NATIONALS CANCELLED: The Canadian University/College Championship, which had been scheduled to be played next week in British Columbia, has been cancelled. Adam Cinel, Golf Canada’s manager of rules and competitions, cited the fact that many schools across the country were facing different return-to-sport protocols for their student athletes and some institutions have been advised to take steps to limit travel and overnight stays. 

“In order to ensure that all institutions have a fair chance to qualify and travel to compete in a national championship, Golf Canada and the Golf Coaches Association of Canada have made the difficult decision to cancel the 2021 Canadian University/College Championship,” Cinel said in a letter to coaches and administrators. “We remain committed to conducting this championship and now turn our efforts to finalizing a host venue and institution for May 2022.”

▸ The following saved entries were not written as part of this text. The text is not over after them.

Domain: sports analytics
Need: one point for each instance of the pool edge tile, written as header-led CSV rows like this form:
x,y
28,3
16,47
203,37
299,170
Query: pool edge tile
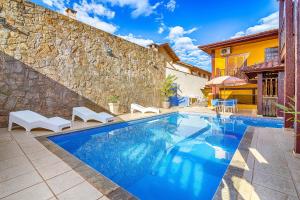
x,y
110,189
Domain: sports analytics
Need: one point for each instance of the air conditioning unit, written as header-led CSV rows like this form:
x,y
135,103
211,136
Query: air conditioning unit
x,y
225,51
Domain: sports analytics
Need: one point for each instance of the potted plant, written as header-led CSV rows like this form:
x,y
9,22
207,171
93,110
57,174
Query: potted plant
x,y
167,90
291,109
114,104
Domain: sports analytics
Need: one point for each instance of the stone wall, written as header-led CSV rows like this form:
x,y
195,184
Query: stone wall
x,y
74,56
24,88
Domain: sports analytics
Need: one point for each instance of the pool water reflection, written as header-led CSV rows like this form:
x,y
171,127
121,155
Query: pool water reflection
x,y
175,156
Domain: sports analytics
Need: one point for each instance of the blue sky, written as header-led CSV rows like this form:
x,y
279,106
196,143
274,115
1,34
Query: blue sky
x,y
184,24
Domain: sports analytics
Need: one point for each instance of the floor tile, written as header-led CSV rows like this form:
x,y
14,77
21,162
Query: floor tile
x,y
39,155
273,169
277,183
80,192
64,181
263,193
53,170
13,162
45,161
15,171
19,183
36,192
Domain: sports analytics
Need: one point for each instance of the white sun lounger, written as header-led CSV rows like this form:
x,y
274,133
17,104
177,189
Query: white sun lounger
x,y
30,120
143,109
86,114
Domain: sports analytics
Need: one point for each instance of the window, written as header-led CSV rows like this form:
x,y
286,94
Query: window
x,y
271,54
234,63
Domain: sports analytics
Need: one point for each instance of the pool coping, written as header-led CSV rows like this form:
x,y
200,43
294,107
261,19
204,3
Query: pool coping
x,y
103,184
240,171
112,190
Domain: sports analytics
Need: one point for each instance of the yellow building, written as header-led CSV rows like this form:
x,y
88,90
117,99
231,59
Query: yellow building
x,y
236,56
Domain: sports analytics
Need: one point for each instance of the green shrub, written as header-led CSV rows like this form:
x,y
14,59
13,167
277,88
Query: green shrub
x,y
167,89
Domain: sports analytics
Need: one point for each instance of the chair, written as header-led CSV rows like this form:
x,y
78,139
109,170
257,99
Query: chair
x,y
229,104
30,120
215,103
143,109
87,114
235,105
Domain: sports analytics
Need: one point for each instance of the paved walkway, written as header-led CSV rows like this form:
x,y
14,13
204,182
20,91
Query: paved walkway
x,y
29,171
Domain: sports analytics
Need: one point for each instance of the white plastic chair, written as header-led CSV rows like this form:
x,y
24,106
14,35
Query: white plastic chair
x,y
87,114
30,120
143,109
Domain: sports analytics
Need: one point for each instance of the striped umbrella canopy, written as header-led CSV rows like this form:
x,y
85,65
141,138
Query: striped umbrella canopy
x,y
226,81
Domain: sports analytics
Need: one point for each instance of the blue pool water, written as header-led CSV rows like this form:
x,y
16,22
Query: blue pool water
x,y
174,156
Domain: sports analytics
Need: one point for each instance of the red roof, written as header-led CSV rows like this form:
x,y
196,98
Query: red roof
x,y
270,66
262,36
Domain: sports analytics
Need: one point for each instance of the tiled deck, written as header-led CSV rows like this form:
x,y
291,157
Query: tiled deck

PAGODA SOLD: Another Metro Vancouver area golf course has been sold. Pagoda Ridge in Langley is changing hands as the Brown family, which has owned the property since the mid-1970s, has agreed to sell the course. General manager Larry Brown confirmed the deal was done, but declined further comment. The Browns opened Pagoda Ridge in 2012 and it has become one of the Fraser Valley’s most popular courses. The new ownership is not expected to take possession of the course until early next year. Peace Portal Golf Course in Surrey was sold this past summer and that deal closed last week. The new owners of Peace Portal are local businessmen Joe Haley and Randy Bishop.

ON TO NEW MEXICO: Kimberley’s Jared du Toit will play the second stage of the Korn Ferry Tour’s qualifying school Oct. 19-22 at the University of New Mexico’s Championship Course in Albuquerque. He’ll be hoping to advance to the Q-School finals, which go Nov. 4-7 at The Landings Club in Savannah, Ga. Du Toit made it through the first stage of Q-School in Dayton, Nev. earlier this month.

BIG STEP: Callum Davison is a more seasoned pro than most 21-year-olds. The Duncan native turned pro shortly after graduating from high school and spent time playing pro circuits in Europe, like the EuroPro and Alps tours. “That taught me a lot, especially in the first year,” says Davison, who won twice on the Mackenzie Tour this season and topped the points list.

“You can play well in really good junior fields and feel like you’re ready for the next step. It’s an eye-opener when you get out there because no matter what tour it is, it is tough. You are shooting under par to make cuts rather than under par to be in contention.” Davison is fully exempt for the 2022 Mackenzie Tour season. He also hopes to try and qualify to play the PGA Tour LatinoAmerica circuit next year.